20 August 2010 by Dawn
The Lost Symbol by Dan Brown
Readers of Dan Brown, famous for the blockbuster novel and movie, ‘The Da Vinci Code’, will know that his most recent art linked tale, ‘The Lost Symbol’ delves into the hidden world of Masonic secrets and legends.
I was intrigued to hear that secret messages and symbols in Albrecht Dürer’s ‘Melancholia I’ play a key role in the elaborate plot which sees Robert Langdon decipher a number of clues. The intricate engraving is currently on show at the Lady Lever Art Gallery as part of the Dürer & Italy exhibition.
Langdon and his comrade Katherine Solomon examine the composition carefully, making particular note of its ‘magic square’. Using the numbers as the key to a hidden code, they go on to interpret the letters on a Masonic pyramid. I won’t say too much more as I don’t want to spoil the plot. However, a trip to the Lady Lever Art Gallery would be well worth the effort for any Dan Brown fan (not only because of the Dürer & Italy exhibition which runs until Sunday 26 September 2010), but because Lord Leverhulme was himself involved with freemasonry and there are many Masonic items in our collections.
However, if you can’t make it to the gallery and want to have a go at deciphering the clues in the Dürer etching you can take a closer look at it by using our ‘zoomify’ feature.
To celebrate the occasion we have 4 paperback copies of ‘The Lost Symbol’ to give away and one audio CD in an online draw. To enter just answer the following question:
In Dan Brown’s, The Lost Symbol, Langdon examines the ‘magic square’ in Dürer’s Melancholia I. What number do each of the rows, columns, diagonals, quadrants, the centre-squares and four corners each ‘magically’ add up to?

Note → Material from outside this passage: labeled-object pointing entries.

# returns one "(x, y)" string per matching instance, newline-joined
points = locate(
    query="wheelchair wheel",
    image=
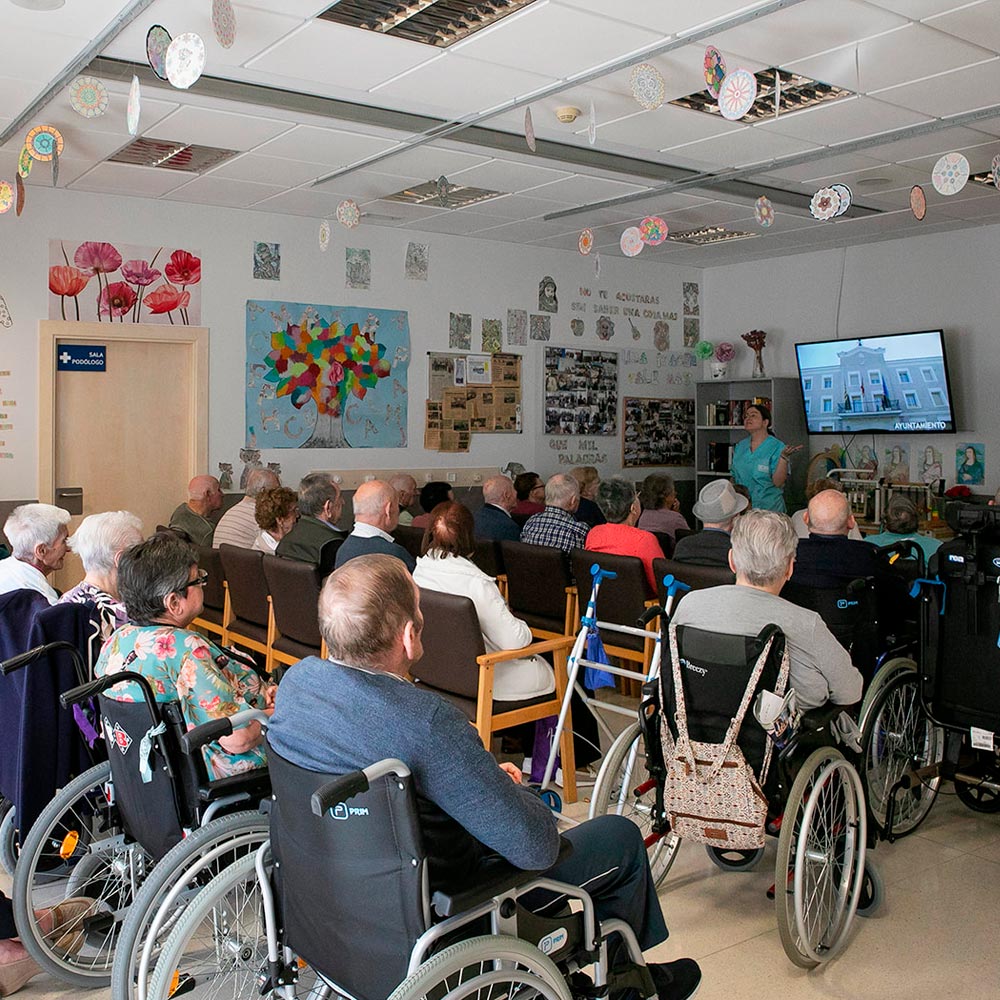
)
(485, 967)
(821, 858)
(730, 860)
(76, 846)
(178, 877)
(889, 670)
(897, 736)
(623, 787)
(8, 836)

Update: The answer is, of course, 34! The exhibition finishes this coming Sunday 26 September, so it’s the last chance to go and see this amazing artwork at the Lady Lever Art Gallery. Congratulations to competition winners Steven Green, Arthur Adam, Alison Eden and Angie Irwin who all win a copy of the Dan Brown paperback. The CD goes to Joe Leather.